Daniel Kennedy, Mathias’ colleague at Western New England University where he worked before joining the UConn faculty in 2022, had been studying thiol isomerases in a mouse cancer model. At the same time, Mathias had been working with curcumin, the active ingredient in the curry spice turmeric and investigating its effects in mouse models of food allergies. These studies showed that curcumin had potent inhibitory effects on the development of food allergy. When mice were exposed to curcumin during an allergic reaction, they did not develop allergic symptoms.
The team published their findings in Frontiers in Immunology in 2020.
These protective effects were exerted by directly targeting a major immune culprit during food allergy reactions, the mast cell, and suppressing its activity.
Thiol isomerases play critical roles in the functioning of cells and are important for their activity and survival.

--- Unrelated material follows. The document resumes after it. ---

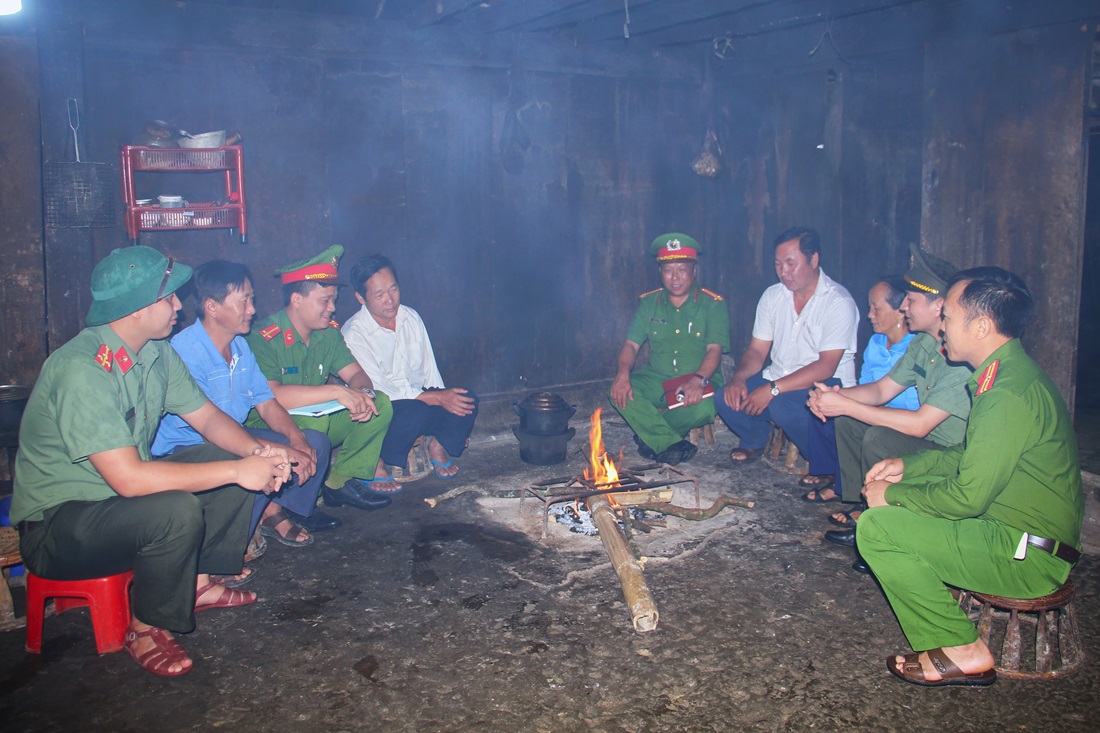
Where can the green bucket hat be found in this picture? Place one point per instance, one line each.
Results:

They play key roles in the folding of cellular proteins and are known to promote the activity of platelets and control blood clotting reactions.
Together, Mathias and Kennedy investigated whether curcumin may also block the function of thiol isomerases.

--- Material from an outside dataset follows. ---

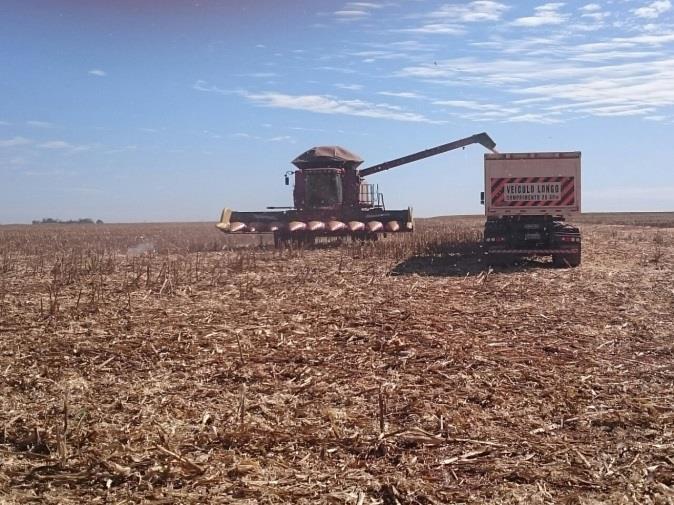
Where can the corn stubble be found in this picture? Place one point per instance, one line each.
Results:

“We wondered whether curcumin might also potentially inhibit this particular enzyme,” Mathias says. “And we found that it did. It inhibited the enzyme’s catalytic activity. Furthermore, we found that mast cells can also express cell surface thiol isomerases, something that was previously shown only on a few cell types such as endothelial cells and hepatocytes.”
Immune cells such as mast cells produce many pro-allergic proteins during allergic reactions. Thiol isomerases may play a role in the folding and activity of these proteins. “Many of these are extremely important to drive the allergic response,” Mathias says. “So, if you block that, you’re blocking the allergic response.”

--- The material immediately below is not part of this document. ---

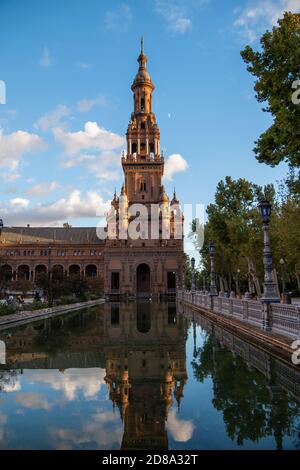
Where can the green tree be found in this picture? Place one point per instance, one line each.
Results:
(276, 67)
(235, 227)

Mathias tested the efficacy of PACMA-31, a protein disulfide isomerase (PDI) inhibitor in mice. Mathias treated the mice with the inhibitor every day for the extent of their exposure to the allergen, a protein that is commonly present in egg whites. The use of this protein, ovalbumin, is widely accepted as a research model for food allergies.
“It’s a pretty good indicator that this would also work in other types of allergies, at least in mice,” Mathias says. “In humans, it remains to be tested.”
The inhibitor suppressed mast cell activation in the mice dramatically. The mice did not experience food allergy symptoms that were observed in the control group that did not receive the inhibitor.
The patent for this technology was granted earlier this year and Quercis Pharmaceuticals has obtained a license for this technology. Western New England University is the assignee for this patent.
The researchers still need to conduct additional studies to determine if the inhibitor just blocks allergic symptoms or if it can also prevent the development of sensitivity to the allergen.
“Our hypothesis is that it would,” Mathias says. “Because, when we treat cells with the PDI inhibitors before we’ve even activated them with the allergen, we find reduced activation. So, I think it’s possible that it actually prevents the development of food allergy and not just treats it.”
Other PDI inhibitors are already being tested in clinical trials as cancer drugs and a handful of other applications. But no one has yet tried to use them to treat food allergies.
Mathias says the next steps in this research are to learn more about how exactly PDI plays a role in allergic reactions by deleting its activity in immune cells.
“We’re interested in determining whether the enzyme assists with the folding of certain molecules produced by mast cells…and whether it can help stabilize them in the environment during allergic activation,” Mathias says. “Or, they may promote inflammation by enhancing the activity of antibodies that crosslink with the allergen which could then potentially increase the magnitude of the allergic response.”